FIG. 11 illustrates a pocket inverter 1100 comprising a fixed-length wand portion 1102 and a head portion 1104 similar to that described above with respect to inverter 400 of FIG. 4. Wand portion 1102, however, is a single continuous member rather than comprising telescoping elements similar to those shown in FIG. 4. While such a configuration eliminates the necessity to extend and contract wand portion 1102 before and after each use, the configuration eliminates the convenience of retracting and storing pocket inverter 1100 in a location capable of storing pocket inverter 400 (FIG. 4).

FIG. 12 illustrates a pocket inverter 1200 in accordance with another embodiment of the present invention. In this embodiment, pocket inverter 1200 comprises a wand portion 1202 and a head portion 1204. Wand portion 1202, however, is of hollow construction to house at least one battery 302 in the bottom portion of the wand and at least one LED 1220 in the wand's top (or forward) portion as illustrated. Those skilled in the art should appreciate that the embodiment shown in FIG. 12 illustrates inverter 1200 having two batteries 302 and two LEDs 1220. A switch 1206 is operatively connected to LEDs 1220 and batteries 302 and configured to activate the LEDs. Wand portion 1220 may contain at least one telescoping element illustrated in broken lines similar in operation and construction to the telescoping elements described above with respect to pocket inverter 400 (FIG. 4).

FIG. 13 illustrates a pocket inverter 1300 in accordance with another embodiment of the present invention. Pocket inverter 1300 comprises a head portion 1302 and a wand portion 1304 similar to that described above with respect to wand portion 1102 of FIG. 11. Wand portion 1304, however, is configured to house a battery 302 for the purpose of powering an LED housed in head portion 1302. The bottom surface of the wand portion includes a switch 1306 that is operatively connected to the LED and battery 302 and configured to activate the LED. Activation of the LED causes light to emit through a portion 1310 of head portion 1302 as denoted at 1308. As a result, the light allows pocket inverter 1300 to be utilized in examining recesses and darkened portions of vehicles, luggage, homes, etc. similar in nature to a flashlight. Additionally, such a lighted tip may be utilized to examine a suspect's pupils or outer body, as well as to provide a light for the suspect to follow during the administration of sobriety tests.

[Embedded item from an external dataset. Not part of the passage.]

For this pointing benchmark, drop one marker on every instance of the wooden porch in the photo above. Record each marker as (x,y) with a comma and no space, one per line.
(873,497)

FIG. 14 illustrates a pocket inverter 1400 similar to inverter 1300 described above with respect to FIG. 13, but that includes a telescoping element 1404. Pocket inverter 1400 includes a head portion 1402 and a fixed wand portion 1406. Pocket inverter 1400 also includes a battery and a switch 1306, similar to those described above with respect to FIG. 13. In the presently-described embodiment, illuminated portion 1310 of head portion 1402 is oriented in a direction perpendicular to the axis of wand portions 1404 and 1406. As a result, light emitted by pocket inverter 1400 (denoted at 1308) radiates away from the inverter in a direction perpendicular to the inventor's longitudinal axis. This iteration would serve to more efficiently enter deep pockets, minimizing the necessity for multiple insertions and retractions, as well as to penetrate farther into other recesses requiring inspection, as explained above. It should be understood that lighted region 1310 may be located in a number of areas on head portion 1402 and may be oriented in different directions as desired. FIGS. 13 and 14 thus serve to illustrate two possible embodiments. Pocket inverter 1400 is otherwise similar in both construction and operation to pocket inverters 600 (FIG. 6), 1100 (FIG. 11), and 1300 (FIG. 13).

In another embodiment, head portion 1402 is formed by a molded plastic injection process and may be translucent. As a result, the entire head portion including the barbs, may form the LED's housing and/or may be illuminated by the LED.

In another embodiment, a bag is attached to the pocket inverter's base so that any contents removed from the pocket may fall into the bag. The bag may be attached to the base by means of a slit within the base portion or by any other suitable means, such as a clip or clamp.

It should be understood that the above description provides a pocket inverters that may be used to examine the contents of an individual's pocket while reducing the risk of damage or injury. The embodiments of the pocket inverters described above provide other benefits that may be advantageous to the user. It should also be understood from the above description that the pocket inverter described herein may be telescoping or have a fixed length, solid or hollow, illuminated on non-illuminated, and any combination thereof. If illuminated, the lighting mechanisms may be positioned anywhere on the pocket inverter. Those skilled in the art should appreciate that the location of the switch operatively connected to the lights and associated power source to activate the lights is not crucial to the proposed solution and may be located as desired. Additionally, the protrusions or barbs may be located, oriented, and shaped as desired, depending on the intended use of the inverter.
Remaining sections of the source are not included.